“What? No!”
“Was he a pedophile? A necrophiliac?”
I take a calming breath. “No, of course not.”
“Did he cheat on you? Do drugs? Abuse animals?”
“He started drinking, okay?” I snap, goaded. “He started drinking, and he never stopped.”
“Ah.” Peter leans back in his chair. “An alcoholic then. Interesting.”
“Is it?” I ask bitterly. Picking up my plate, I walk over to dump the remnants of my breakfast in the trash and put the plate in the dishwasher. “You like hearing that the man I knew and loved since I was eighteen—the man I married—transformed after our wedding without apparent cause? That in a matter of months, he became someone I could hardly recognize?”

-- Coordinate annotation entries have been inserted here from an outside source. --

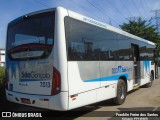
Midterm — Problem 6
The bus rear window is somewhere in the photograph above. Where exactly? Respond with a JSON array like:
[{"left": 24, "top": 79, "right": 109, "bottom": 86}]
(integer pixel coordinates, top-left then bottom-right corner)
[{"left": 7, "top": 11, "right": 54, "bottom": 60}]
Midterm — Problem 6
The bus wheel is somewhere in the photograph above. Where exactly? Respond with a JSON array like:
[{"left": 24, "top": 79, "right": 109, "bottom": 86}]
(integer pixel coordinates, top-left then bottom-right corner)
[
  {"left": 113, "top": 79, "right": 126, "bottom": 105},
  {"left": 145, "top": 73, "right": 154, "bottom": 88}
]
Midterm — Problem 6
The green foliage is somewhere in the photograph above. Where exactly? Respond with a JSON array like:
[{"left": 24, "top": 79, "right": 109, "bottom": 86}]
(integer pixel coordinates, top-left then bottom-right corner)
[
  {"left": 0, "top": 67, "right": 5, "bottom": 86},
  {"left": 120, "top": 17, "right": 160, "bottom": 49}
]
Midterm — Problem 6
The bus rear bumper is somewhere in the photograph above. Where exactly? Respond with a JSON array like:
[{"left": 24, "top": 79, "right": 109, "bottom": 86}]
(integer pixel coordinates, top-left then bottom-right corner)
[{"left": 6, "top": 90, "right": 68, "bottom": 111}]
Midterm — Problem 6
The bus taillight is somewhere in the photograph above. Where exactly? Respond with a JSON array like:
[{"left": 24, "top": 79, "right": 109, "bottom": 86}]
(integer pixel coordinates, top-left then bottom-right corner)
[
  {"left": 51, "top": 67, "right": 61, "bottom": 95},
  {"left": 4, "top": 70, "right": 8, "bottom": 90}
]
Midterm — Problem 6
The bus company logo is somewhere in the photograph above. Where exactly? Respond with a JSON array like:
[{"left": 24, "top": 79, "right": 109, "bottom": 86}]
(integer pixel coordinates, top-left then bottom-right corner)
[
  {"left": 112, "top": 66, "right": 132, "bottom": 74},
  {"left": 21, "top": 71, "right": 50, "bottom": 79}
]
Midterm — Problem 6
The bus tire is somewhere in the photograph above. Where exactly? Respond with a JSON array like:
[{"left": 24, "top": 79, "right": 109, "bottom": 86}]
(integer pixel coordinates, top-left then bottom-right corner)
[
  {"left": 113, "top": 79, "right": 127, "bottom": 105},
  {"left": 145, "top": 73, "right": 154, "bottom": 88}
]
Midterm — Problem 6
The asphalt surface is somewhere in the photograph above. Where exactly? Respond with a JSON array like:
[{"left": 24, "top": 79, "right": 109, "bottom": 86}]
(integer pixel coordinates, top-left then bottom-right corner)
[{"left": 0, "top": 79, "right": 160, "bottom": 120}]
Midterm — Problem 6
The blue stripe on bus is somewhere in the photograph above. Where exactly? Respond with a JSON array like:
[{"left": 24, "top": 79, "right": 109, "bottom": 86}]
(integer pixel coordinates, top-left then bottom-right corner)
[
  {"left": 19, "top": 79, "right": 50, "bottom": 82},
  {"left": 84, "top": 74, "right": 128, "bottom": 82}
]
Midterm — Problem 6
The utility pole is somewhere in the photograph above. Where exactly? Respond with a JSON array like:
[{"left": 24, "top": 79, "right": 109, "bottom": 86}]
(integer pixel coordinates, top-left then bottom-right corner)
[
  {"left": 109, "top": 18, "right": 112, "bottom": 26},
  {"left": 151, "top": 9, "right": 160, "bottom": 33}
]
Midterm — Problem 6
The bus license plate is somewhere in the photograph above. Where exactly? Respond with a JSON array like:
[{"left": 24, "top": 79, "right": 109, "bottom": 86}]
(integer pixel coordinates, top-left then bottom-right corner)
[{"left": 21, "top": 98, "right": 31, "bottom": 104}]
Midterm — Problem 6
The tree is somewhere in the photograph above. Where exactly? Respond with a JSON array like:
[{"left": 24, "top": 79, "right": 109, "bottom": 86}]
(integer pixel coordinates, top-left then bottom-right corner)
[{"left": 120, "top": 17, "right": 160, "bottom": 49}]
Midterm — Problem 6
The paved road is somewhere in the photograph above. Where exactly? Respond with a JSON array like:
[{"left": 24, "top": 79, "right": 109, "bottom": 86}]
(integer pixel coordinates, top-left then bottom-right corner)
[{"left": 0, "top": 80, "right": 160, "bottom": 120}]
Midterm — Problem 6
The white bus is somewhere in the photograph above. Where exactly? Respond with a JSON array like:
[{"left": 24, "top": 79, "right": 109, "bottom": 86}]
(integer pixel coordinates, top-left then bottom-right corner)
[{"left": 6, "top": 7, "right": 155, "bottom": 111}]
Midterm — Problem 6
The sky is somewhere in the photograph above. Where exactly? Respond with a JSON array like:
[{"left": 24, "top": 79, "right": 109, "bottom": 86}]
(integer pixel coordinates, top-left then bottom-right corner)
[{"left": 0, "top": 0, "right": 160, "bottom": 49}]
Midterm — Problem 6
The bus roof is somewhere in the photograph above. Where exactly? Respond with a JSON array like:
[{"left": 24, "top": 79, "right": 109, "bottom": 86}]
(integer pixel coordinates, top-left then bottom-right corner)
[{"left": 9, "top": 7, "right": 155, "bottom": 45}]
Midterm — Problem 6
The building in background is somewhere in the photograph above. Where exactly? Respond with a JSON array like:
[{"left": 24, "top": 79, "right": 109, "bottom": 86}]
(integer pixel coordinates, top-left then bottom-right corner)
[{"left": 0, "top": 49, "right": 5, "bottom": 67}]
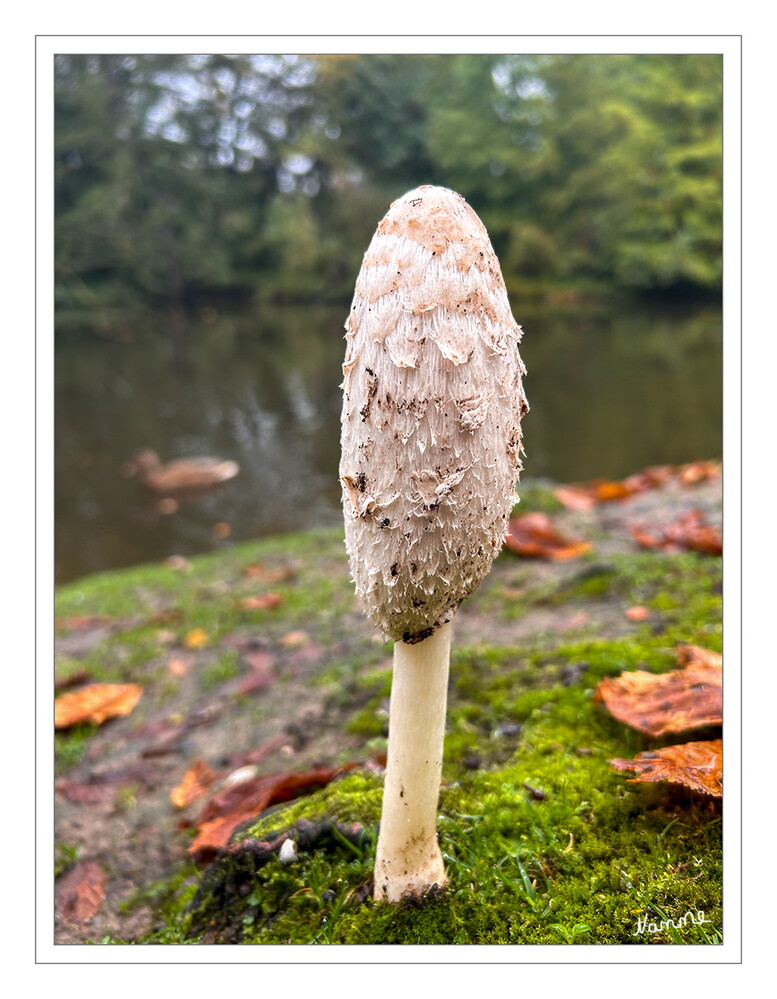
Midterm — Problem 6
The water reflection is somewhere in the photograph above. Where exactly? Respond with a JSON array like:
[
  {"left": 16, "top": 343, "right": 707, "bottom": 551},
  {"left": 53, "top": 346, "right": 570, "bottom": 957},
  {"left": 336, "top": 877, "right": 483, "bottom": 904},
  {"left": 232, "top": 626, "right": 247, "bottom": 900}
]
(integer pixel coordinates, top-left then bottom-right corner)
[{"left": 55, "top": 296, "right": 722, "bottom": 582}]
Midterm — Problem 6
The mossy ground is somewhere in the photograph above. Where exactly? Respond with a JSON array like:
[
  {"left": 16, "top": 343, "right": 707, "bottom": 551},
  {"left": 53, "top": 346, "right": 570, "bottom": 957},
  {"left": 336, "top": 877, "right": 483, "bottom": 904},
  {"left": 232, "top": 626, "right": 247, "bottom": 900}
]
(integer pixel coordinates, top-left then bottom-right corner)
[{"left": 56, "top": 476, "right": 722, "bottom": 944}]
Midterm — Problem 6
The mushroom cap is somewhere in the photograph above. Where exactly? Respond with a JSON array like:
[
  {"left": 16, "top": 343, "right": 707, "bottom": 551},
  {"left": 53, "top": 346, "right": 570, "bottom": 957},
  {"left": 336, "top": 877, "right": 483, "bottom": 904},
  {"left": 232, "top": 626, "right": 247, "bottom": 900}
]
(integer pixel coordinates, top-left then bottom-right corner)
[{"left": 340, "top": 186, "right": 529, "bottom": 642}]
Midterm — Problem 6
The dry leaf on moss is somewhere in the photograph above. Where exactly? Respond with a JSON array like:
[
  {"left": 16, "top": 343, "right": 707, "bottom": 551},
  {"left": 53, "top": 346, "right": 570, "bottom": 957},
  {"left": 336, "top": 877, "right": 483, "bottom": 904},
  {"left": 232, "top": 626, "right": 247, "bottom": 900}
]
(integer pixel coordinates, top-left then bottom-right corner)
[
  {"left": 505, "top": 513, "right": 591, "bottom": 562},
  {"left": 237, "top": 593, "right": 286, "bottom": 610},
  {"left": 189, "top": 763, "right": 356, "bottom": 858},
  {"left": 54, "top": 683, "right": 143, "bottom": 728},
  {"left": 595, "top": 646, "right": 723, "bottom": 737},
  {"left": 55, "top": 860, "right": 105, "bottom": 925},
  {"left": 183, "top": 628, "right": 208, "bottom": 649},
  {"left": 553, "top": 461, "right": 721, "bottom": 510},
  {"left": 610, "top": 739, "right": 723, "bottom": 798},
  {"left": 631, "top": 510, "right": 723, "bottom": 555}
]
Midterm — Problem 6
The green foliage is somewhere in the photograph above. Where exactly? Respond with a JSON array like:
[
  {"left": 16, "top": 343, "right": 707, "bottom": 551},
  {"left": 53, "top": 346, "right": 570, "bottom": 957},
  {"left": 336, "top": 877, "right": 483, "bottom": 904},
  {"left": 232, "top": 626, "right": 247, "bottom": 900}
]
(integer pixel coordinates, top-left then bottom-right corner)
[
  {"left": 55, "top": 55, "right": 722, "bottom": 334},
  {"left": 56, "top": 520, "right": 722, "bottom": 945}
]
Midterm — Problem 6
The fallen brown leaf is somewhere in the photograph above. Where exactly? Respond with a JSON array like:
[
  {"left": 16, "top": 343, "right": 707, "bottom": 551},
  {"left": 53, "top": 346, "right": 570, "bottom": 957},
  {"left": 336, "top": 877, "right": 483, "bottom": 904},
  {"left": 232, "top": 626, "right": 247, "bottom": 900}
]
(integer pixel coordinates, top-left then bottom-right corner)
[
  {"left": 54, "top": 614, "right": 111, "bottom": 631},
  {"left": 237, "top": 593, "right": 286, "bottom": 610},
  {"left": 278, "top": 631, "right": 310, "bottom": 649},
  {"left": 594, "top": 660, "right": 723, "bottom": 737},
  {"left": 610, "top": 739, "right": 723, "bottom": 798},
  {"left": 505, "top": 513, "right": 591, "bottom": 562},
  {"left": 55, "top": 860, "right": 105, "bottom": 926},
  {"left": 54, "top": 683, "right": 143, "bottom": 728},
  {"left": 243, "top": 562, "right": 295, "bottom": 584},
  {"left": 183, "top": 628, "right": 208, "bottom": 649},
  {"left": 188, "top": 763, "right": 356, "bottom": 857},
  {"left": 170, "top": 760, "right": 216, "bottom": 808},
  {"left": 553, "top": 461, "right": 721, "bottom": 511},
  {"left": 167, "top": 659, "right": 189, "bottom": 677},
  {"left": 631, "top": 510, "right": 723, "bottom": 555}
]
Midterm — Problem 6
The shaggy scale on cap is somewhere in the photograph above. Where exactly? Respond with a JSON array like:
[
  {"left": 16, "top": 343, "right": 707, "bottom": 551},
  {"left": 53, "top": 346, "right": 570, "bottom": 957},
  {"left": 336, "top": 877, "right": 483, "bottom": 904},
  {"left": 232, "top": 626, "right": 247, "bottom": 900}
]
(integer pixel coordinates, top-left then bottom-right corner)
[{"left": 340, "top": 187, "right": 529, "bottom": 643}]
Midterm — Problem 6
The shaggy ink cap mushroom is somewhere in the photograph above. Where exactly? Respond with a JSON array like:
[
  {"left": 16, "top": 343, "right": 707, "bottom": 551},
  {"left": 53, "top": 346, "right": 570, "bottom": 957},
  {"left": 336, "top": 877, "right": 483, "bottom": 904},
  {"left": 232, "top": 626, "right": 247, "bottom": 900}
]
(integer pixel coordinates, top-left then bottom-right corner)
[
  {"left": 340, "top": 187, "right": 528, "bottom": 902},
  {"left": 340, "top": 187, "right": 528, "bottom": 642}
]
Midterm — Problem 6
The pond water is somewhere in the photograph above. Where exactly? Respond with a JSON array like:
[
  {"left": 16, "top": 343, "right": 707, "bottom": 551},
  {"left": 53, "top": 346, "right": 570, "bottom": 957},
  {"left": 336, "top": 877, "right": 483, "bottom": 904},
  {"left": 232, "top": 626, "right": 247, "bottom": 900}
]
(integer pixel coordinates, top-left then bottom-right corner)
[{"left": 55, "top": 304, "right": 723, "bottom": 582}]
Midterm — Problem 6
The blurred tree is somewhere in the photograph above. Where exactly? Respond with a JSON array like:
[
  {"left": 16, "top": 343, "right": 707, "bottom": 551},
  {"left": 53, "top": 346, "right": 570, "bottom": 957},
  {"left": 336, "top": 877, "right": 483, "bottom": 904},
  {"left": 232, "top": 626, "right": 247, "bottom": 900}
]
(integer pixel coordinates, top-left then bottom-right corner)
[{"left": 55, "top": 54, "right": 722, "bottom": 336}]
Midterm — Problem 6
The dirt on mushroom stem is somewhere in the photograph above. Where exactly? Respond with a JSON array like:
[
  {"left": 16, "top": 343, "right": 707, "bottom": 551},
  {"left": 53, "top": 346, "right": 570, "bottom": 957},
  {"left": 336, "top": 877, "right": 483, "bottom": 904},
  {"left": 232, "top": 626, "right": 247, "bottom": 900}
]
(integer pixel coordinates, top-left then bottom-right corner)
[{"left": 54, "top": 472, "right": 721, "bottom": 943}]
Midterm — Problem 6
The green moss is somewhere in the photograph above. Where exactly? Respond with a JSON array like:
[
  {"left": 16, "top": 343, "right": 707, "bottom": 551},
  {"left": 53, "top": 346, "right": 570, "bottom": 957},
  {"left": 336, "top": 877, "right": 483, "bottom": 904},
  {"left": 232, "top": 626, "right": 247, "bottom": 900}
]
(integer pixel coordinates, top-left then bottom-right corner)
[{"left": 56, "top": 520, "right": 722, "bottom": 944}]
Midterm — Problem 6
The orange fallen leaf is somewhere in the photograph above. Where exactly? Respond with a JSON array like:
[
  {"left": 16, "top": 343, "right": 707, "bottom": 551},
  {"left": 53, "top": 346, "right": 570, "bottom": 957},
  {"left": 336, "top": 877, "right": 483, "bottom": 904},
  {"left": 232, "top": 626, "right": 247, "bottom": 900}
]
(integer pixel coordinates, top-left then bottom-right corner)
[
  {"left": 170, "top": 760, "right": 216, "bottom": 808},
  {"left": 631, "top": 510, "right": 723, "bottom": 555},
  {"left": 188, "top": 763, "right": 356, "bottom": 857},
  {"left": 167, "top": 659, "right": 189, "bottom": 677},
  {"left": 610, "top": 739, "right": 723, "bottom": 798},
  {"left": 505, "top": 513, "right": 591, "bottom": 562},
  {"left": 677, "top": 461, "right": 723, "bottom": 486},
  {"left": 54, "top": 683, "right": 143, "bottom": 728},
  {"left": 553, "top": 475, "right": 654, "bottom": 510},
  {"left": 243, "top": 562, "right": 295, "bottom": 584},
  {"left": 55, "top": 860, "right": 105, "bottom": 926},
  {"left": 183, "top": 628, "right": 208, "bottom": 649},
  {"left": 553, "top": 461, "right": 721, "bottom": 511},
  {"left": 162, "top": 555, "right": 192, "bottom": 572},
  {"left": 278, "top": 631, "right": 310, "bottom": 649},
  {"left": 594, "top": 660, "right": 723, "bottom": 737},
  {"left": 237, "top": 593, "right": 286, "bottom": 610}
]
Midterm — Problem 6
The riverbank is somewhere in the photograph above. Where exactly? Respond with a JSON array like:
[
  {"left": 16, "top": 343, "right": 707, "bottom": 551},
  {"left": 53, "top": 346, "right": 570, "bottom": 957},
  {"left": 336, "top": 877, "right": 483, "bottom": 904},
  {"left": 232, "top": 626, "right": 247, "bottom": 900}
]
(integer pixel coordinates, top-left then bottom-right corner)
[{"left": 55, "top": 479, "right": 722, "bottom": 944}]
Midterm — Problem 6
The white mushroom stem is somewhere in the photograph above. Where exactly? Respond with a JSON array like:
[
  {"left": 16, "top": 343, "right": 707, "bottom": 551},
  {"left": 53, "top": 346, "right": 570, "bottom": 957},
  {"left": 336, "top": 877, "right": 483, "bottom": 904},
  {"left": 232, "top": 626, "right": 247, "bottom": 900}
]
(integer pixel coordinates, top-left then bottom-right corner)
[{"left": 375, "top": 624, "right": 451, "bottom": 902}]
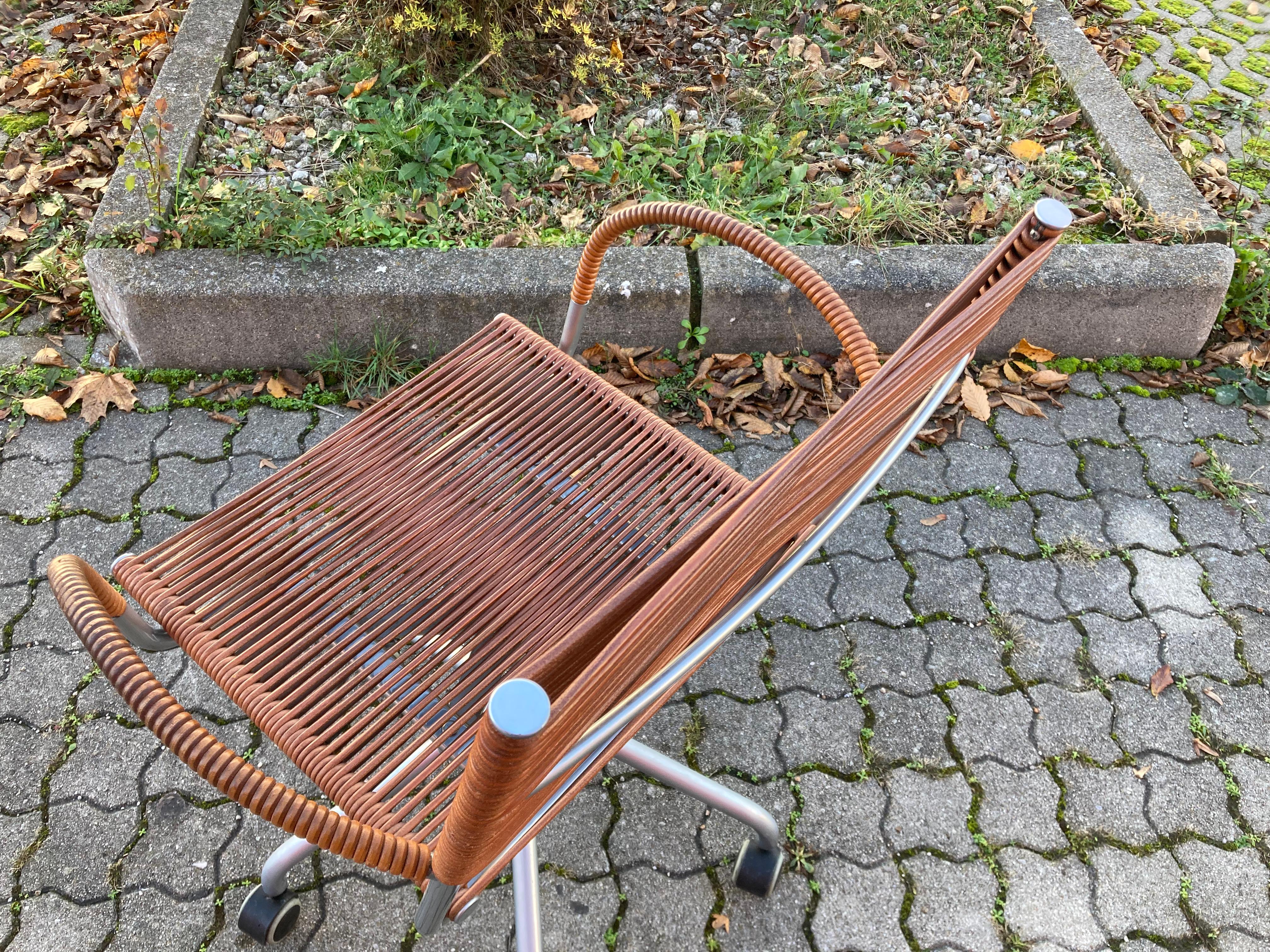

“No, ptichka.” He comes up behind me, and my breath catches as he pulls me against him, brushing aside my hair to kiss my neck. His breath warms my skin as he murmurs, “I don’t like hearing that at all.”
“I just… I never understood it.” I turn around in his arms, the old hurt welling up as I meet Peter’s gaze. “Everything was going so well. I finished med school, we bought this house and got married… He was traveling a lot for work, so he didn’t mind my residency hours, and in return, I didn’t mind all the travel. And then—” I stop, realizing I’m confiding in George’s killer.
“And then what?” he prompts, his fingers curling around my palm. “What happened then, Sara?”
I bite my lip, but the temptation to tell him everything, to expose the full truth for once, is too strong to deny. I’m exhausted from pretending, from wearing the mask of perfection everyone expects to see.
Pulling my hand out of his grip, I walk over to sit down at the table. Peter joins me there, and after a moment, I begin talking.
“Everything changed several months after our marriage,” I say quietly. “In a span of a few weeks, my warm, fun-loving husband became a cold, distant stranger, one who kept pushing me away no matter what I did. He started having these strange moods, cut down on work travel, and”—I take a breath—“began drinking.”
Peter’s eyebrows lift. “He never drank before?”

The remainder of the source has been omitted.